Infinispan monitoring in Kubernetes with Prometheus and Grafana
Infinispan is a java based open source cache and grid solution, that is used extensively in different framework like j2ee, springboot and quarkus among others. It is compatible with different java caching models, like JSR-107 and spring data.
It is very simple to set up a high availability cluster with different replication/distribution configurations, and thanks to the kubernetes operator pattern, is even easier in kubernetes distribution.
Prometheus is the defacto standard for metric scraping and short-term storing to identify potential issues. It is a graduated project of the CNCF Foundation.
Grafana is a very popular graphing tool that can create nice and easy to use dashboards, created and maintained by Grafana Labs.
We can see the architecture that we are going to test in the following picture.
Kubernetes initial setup
For this example, I am going to use a minikube installation in my fedora, and for the dns I use a dnsmasq domain configuration, but the ingress-dns addon can be use indistinctly. The ingress dns wildard selected from now on will be minikube.cloud
. My dnsmasq.conf
(172.17.0.2 is from minikube ip
command) is as follows.
address=/.minikube.cloud/172.17.0.2
Deploying the Operator Lifecycle Manager
The Operator Lifecycle Manager (OLM) is part of an infrastructure that bundles an operator deployment, CRDs and dependencies (use to be RBAC objects) in a simple an easy way. OperatorHub
At the time of writing this post, the current version is 0.15.1. To deploy it, just with a cluster-admin user, execute.
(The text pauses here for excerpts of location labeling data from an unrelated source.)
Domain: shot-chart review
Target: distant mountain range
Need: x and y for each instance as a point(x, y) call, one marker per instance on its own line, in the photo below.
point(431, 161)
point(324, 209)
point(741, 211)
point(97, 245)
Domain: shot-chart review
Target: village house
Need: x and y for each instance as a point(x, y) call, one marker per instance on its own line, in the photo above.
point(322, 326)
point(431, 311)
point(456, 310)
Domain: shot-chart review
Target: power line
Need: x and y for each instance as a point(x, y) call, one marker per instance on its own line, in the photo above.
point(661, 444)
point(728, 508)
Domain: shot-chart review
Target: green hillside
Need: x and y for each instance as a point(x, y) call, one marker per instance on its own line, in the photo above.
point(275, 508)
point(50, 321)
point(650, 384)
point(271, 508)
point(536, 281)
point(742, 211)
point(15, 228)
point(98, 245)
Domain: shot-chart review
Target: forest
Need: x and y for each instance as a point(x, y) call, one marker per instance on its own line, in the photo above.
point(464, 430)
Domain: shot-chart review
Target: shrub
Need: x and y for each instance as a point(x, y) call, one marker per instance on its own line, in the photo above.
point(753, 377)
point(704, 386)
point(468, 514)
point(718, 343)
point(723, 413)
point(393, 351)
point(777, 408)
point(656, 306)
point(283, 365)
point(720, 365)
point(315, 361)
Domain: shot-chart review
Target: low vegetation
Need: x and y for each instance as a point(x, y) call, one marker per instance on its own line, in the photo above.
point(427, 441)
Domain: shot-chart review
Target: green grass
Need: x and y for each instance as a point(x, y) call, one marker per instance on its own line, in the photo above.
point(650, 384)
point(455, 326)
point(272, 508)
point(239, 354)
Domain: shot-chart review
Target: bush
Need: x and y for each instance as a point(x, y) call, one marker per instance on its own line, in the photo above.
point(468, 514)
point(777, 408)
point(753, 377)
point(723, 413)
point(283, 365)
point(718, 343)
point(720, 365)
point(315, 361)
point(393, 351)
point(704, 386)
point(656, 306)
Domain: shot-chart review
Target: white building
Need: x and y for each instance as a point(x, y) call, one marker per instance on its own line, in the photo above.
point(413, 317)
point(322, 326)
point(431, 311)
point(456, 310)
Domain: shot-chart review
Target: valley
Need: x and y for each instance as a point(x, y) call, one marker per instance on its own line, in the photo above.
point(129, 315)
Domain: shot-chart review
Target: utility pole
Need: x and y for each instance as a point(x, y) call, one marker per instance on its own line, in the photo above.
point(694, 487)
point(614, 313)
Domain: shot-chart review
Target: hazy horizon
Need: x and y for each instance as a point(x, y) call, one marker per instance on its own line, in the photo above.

curl -sL https://github.com/operator-framework/operator-lifecycle-manager/releases/download/0.15.1/install.sh | bash -s 0.15.1
Or just execute minikube addons enable olm
.
Deploying the Infinipan Operator
We are using the kubernetes operator. To deploy it, just create an infinispan-operator.yaml with the following content (from now on, replace infinispan namespace if any other is selected for this test).
apiVersion: v1
kind: Namespace
metadata:
name: infinispan
---
apiVersion: operators.coreos.com/v1
kind: OperatorGroup
metadata:
name: operatorgroup
namespace: infinispan
spec:
targetNamespaces:
- infinispan
---
apiVersion: operators.coreos.com/v1alpha1
kind: Subscription
metadata:
name: infinispan
namespace: infinispan
spec:
channel: stable
name: infinispan
source: operatorhubio-catalog
sourceNamespace: olm
Deploying an Infinispan Cluster using the operator
Note: This article use infinispan operator 1.1.2. Some important updates are expected for 2.0 that may change some details. Please, check the version deployed on your installation.
The process described here is based on the official documentation for deploying the operator: infinispan operator documentation. If anything else is needed, refer to that documentation as a reference.
The infinispan operator ensures the cluster to be secured at least with credentials. We are setting our own ones, but if you prefer the operator to create a random ones, just don’t set up the secret and it will be automatically populated in the deployment.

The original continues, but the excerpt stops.